CORS preflight request returning HTTP 401 with windows authentication

Question

I searched a lot on Google and Stack overflow to find a solution for my problem, but nothing worked.

Here is my problem:

• I use IIS 7 with a special programming environment called WebDEV that does not allow direct manipulation of OPTIONS HTTP method. So, all solutions suggesting some kind of server-side request handling using code are not feasible.

• I have to use Window authentication and disable anonymous access

• I have a page that uses CORS to POST to this server. As this POST should have Content-type: Octet-stream, a preflight is issued by the browser.

• When I enable anonymous access, everything works fine (CORS is well configured)

• When I disable anonymous access, the server replies with HTTP 401 unauthorized response to the preflight request, as it does not contain credentials information.

• I tried to write a module for IIS that accepts OPTIONS requests like this, but it did not work (couldn't add the module correctly to IIS, maybe)

  public class CORSModule : IHttpModule
     {
  
            public void Dispose() { 
            }
  
            public void Init(HttpApplication context)
            {
                 context.PreSendRequestHeaders += delegate
                 {
                    if (context.Request.HttpMethod == "OPTIONS")
                     {
                           var response = context.Response;
                           response.StatusCode = (int)HttpStatusCode.OK;
                     }
                 };
            }
      } 
  

The question is: How can I make IIS respond with HTTP 200 to the preflight request without enabling anonymous access or writing some server-side code? Is there an easy configuration or a ready-made module for IIS to do so? At least, what are the detailed steps to install the above module into IIS 7?

Answer 1

Although this is an old thread, this following article is worth a read. There are two solutions presented - one using Authorization rules, and another using the IIS Cors module. I had the exact same problem described in this thread and both solutions worked well for me.

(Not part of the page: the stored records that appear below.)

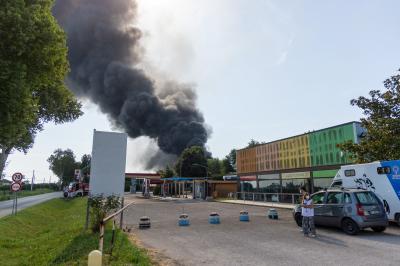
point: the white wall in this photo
(107, 172)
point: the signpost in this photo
(16, 186)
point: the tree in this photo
(63, 165)
(33, 65)
(382, 124)
(192, 162)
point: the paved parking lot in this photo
(258, 242)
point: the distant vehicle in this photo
(144, 222)
(76, 189)
(383, 178)
(349, 209)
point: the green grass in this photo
(6, 195)
(52, 234)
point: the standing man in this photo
(307, 211)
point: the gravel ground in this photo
(258, 242)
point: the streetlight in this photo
(205, 182)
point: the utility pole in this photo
(33, 178)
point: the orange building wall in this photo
(246, 160)
(294, 152)
(267, 157)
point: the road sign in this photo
(15, 187)
(17, 177)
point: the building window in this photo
(383, 170)
(350, 172)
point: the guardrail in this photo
(103, 224)
(292, 198)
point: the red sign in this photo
(15, 187)
(17, 177)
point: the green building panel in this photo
(323, 150)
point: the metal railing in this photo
(292, 198)
(103, 224)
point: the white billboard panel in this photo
(107, 170)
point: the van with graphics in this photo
(382, 177)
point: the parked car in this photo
(349, 209)
(76, 189)
(382, 178)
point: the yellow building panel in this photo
(246, 160)
(267, 157)
(294, 152)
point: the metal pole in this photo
(122, 213)
(16, 203)
(101, 236)
(112, 237)
(12, 213)
(87, 214)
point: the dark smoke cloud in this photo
(104, 58)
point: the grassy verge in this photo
(6, 195)
(52, 234)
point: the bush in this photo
(101, 207)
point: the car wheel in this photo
(298, 219)
(350, 227)
(378, 229)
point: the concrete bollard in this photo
(272, 214)
(244, 216)
(95, 258)
(213, 218)
(183, 220)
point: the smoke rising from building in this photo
(104, 55)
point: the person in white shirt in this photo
(307, 211)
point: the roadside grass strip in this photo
(52, 233)
(6, 195)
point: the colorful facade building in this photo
(311, 160)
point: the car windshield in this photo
(366, 197)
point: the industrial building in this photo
(311, 160)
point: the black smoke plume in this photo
(104, 57)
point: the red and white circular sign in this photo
(15, 187)
(17, 177)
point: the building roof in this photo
(299, 135)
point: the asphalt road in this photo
(258, 242)
(6, 206)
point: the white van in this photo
(383, 178)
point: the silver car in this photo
(350, 209)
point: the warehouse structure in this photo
(283, 166)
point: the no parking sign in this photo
(17, 177)
(15, 187)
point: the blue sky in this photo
(262, 69)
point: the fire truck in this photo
(76, 189)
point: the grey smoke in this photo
(104, 57)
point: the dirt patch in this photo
(157, 257)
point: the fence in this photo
(103, 225)
(292, 198)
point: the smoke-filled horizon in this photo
(104, 56)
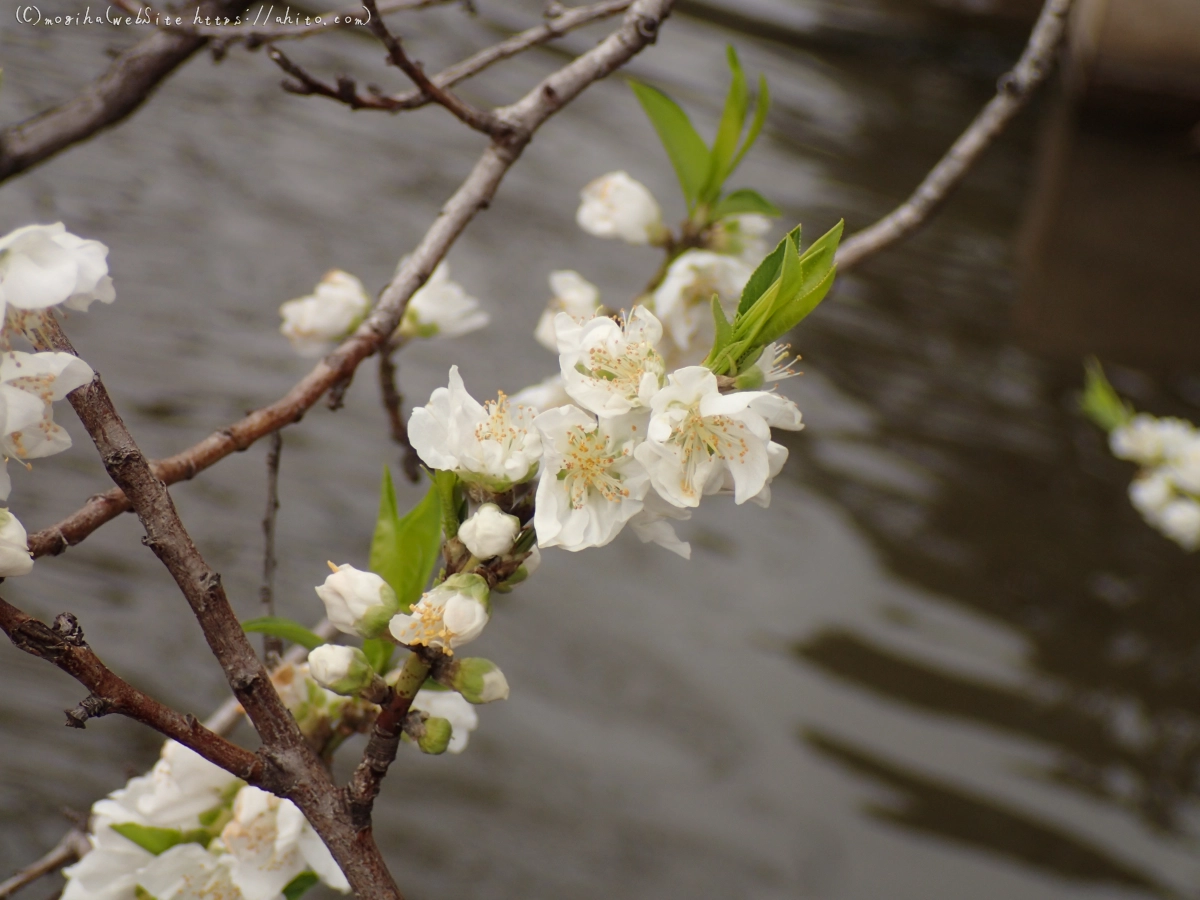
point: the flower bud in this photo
(342, 670)
(449, 707)
(451, 615)
(479, 681)
(490, 532)
(615, 205)
(316, 322)
(358, 603)
(437, 736)
(15, 556)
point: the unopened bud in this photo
(436, 737)
(490, 532)
(358, 603)
(342, 670)
(479, 681)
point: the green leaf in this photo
(299, 885)
(403, 551)
(724, 330)
(744, 201)
(760, 117)
(767, 271)
(155, 840)
(1101, 402)
(378, 653)
(807, 287)
(729, 131)
(287, 629)
(685, 149)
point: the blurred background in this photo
(948, 661)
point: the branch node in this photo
(67, 627)
(90, 707)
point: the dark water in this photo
(949, 661)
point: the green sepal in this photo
(436, 737)
(687, 150)
(744, 201)
(299, 885)
(378, 653)
(160, 840)
(405, 550)
(453, 502)
(1101, 402)
(285, 628)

https://techcommunity.microsoft.com/t5/iis-support-blog/putting-it-all-together-cors-tutorial/ba-p/775331

My web.config for the API website had the following for the cors config:

<cors enabled="true" failUnlistedOrigins="true">
    <add origin="http://clienthost:clientport" allowCredentials="true">
      <allowHeaders allowAllRequestedHeaders="true" />
      <allowMethods>
        <add method="GET" />
        <add method="HEAD" />
        <add method="POST" />
        <add method="PUT" /> 
        <add method="DELETE" />   
      </allowMethods>
    </add>      
  </cors>

I had Anonymous Authenication disabled when using the Cors module solution.

Answer 2

All the answers that involve writing code, using the rewrite module, or hard-coding values in web.config were correct when they were written, but I believe the correct answer to this problem in 2020 is to use the official IIS CORS module. This will handle all the little gotchas like having to allow unauthenticated OPTIONS requests, without otherwise supporting unauthenticated users.

This related answer has some really great details about using this module, but the simplest configuration is right at the top:

  <system.webServer>
    <cors enabled="true">
      <add origin="*" allowCredentials="true" />
    </cors>
  </system.webServer>

I would certainly change the origin="*" to the specific origin you expect to use the API from. You can have more than one <add> tag, and the linked answer shows how to customize allowed headers, methods, etc. for each.

Answer 3

From AhmadWabbi's answer, easy XML pasting into your web.config:

<system.webServer>
    <rewrite>
        <rules>
            <rule name="CORS Preflight Anonymous Authentication" stopProcessing="true">
                <match url=".*" />
                <conditions>
                    <add input="{REQUEST_METHOD}" pattern="^OPTIONS$" />
                </conditions>
                <action type="CustomResponse" statusCode="200" statusReason="Preflight" statusDescription="Preflight" />
            </rule>
        </rules>
    </rewrite>
</system.webServer>

Answer 4

Here is the solution that uses "URL Rewrite" IIS module. It works perfectly.

1- Stop IIS service (maybe not necessary)

2- Install "web platform installer" from https://www.microsoft.com/web/downloads/platform.aspx

3- Go to "Applications" tab and search for "URL Rewrite" and download it

4- Install this hotfix KB2749660 (maybe not necessary)

5- Open IIS configuration tool, double click "URL Rewrite"

6- Add a new blankrule

7- Give it any name

8- In "Match URL", specify this pattern: .*

9- In "Conditions", specify this condition entry: {REQUEST_METHOD} and this pattern: ^OPTIONS$

10- In "Action", specify: action type Personalized response, state code 200, reason Preflight, description Preflight

11- Start the server

Now, the server should reply with a 200 status code response to the preflight request, regardless of the authentication.

Remarks: I also disabled all compression, I don't know if it matters.

Answer 5

In order for your module to take precedence it will have to override any modules within IIS that may interfere. For instance, your web.config may need a or enable anonymous, and create an attribute for intercepting the traffic and filtering through as you need to.